Kondisi nama ‘mushaf’ dalam penamaan ini tidak berbeda dengan kondisi syârî di kalangan kaum Khawârij. Menurut mereka, syârî adalah nama bagi setiap orang yang mempersiapkan dirinya untuk memerangi muslimin. Di selain kalangan kaum Khawârij, kata ini berarti musytarî (pembeli) sebagai lawan kata bâ’i‘ (pembeli) dalam transaksi jual beli. Jika kita menemukan ungkapan syârî di dalam ucapan selain kaum Khawârij, kita dapat memahami bahwa kata itu berarti musytarî (pembeli), bukan orang yang telah menyiapkan dirinya untuk memerangi muslimin. Sebaliknya, di kalangan kaum Khawârij.
Begitu juga halnya dengan kata mabsûth di kalangan penduduk Suriah dan Irak. Di kalangan penduduk Irak, kata ini berarti madhrûb (orang yang dipukul) dan di kalangan penduduk Suriah, kosa kata ini berarti masrûr (orang yang berbahagai). Jika kata itu disebutkan di dalam percakapan penduduk Suriah, kita akan mengetahui bahwa artinya adalah orang yang berbahagia dan jika ia disebutkan di dalam percakapan penduduk Irak, kita akan mengetahui bahwa artinya adalah orang yang dipukul.

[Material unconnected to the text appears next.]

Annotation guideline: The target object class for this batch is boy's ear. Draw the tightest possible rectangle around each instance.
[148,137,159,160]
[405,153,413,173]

Atas dasar ini, jika kata ‘Mushaf’ disebutkan di dalam percakapan para pengikut mazhab Khulafâ’, kata ini memiliki arti Al-Qur’an yang mulia, dan jika ia disebutkan di dalam percakapan para pengikut mazhab Ahlul Bait as. dan mereka mengatakan ‘Mushaf Fathimah’, sebagaimana mereka juga mengungkapkan Ash-Shahîfah As-Sajjâdiyah untuk buku doa Imam As-Sajjâd yang sudah terkenal dan dicetak itu, maka maksud dari ungkapan itu adalah kitab Fathimah dan kita Imam As-Sajjâd.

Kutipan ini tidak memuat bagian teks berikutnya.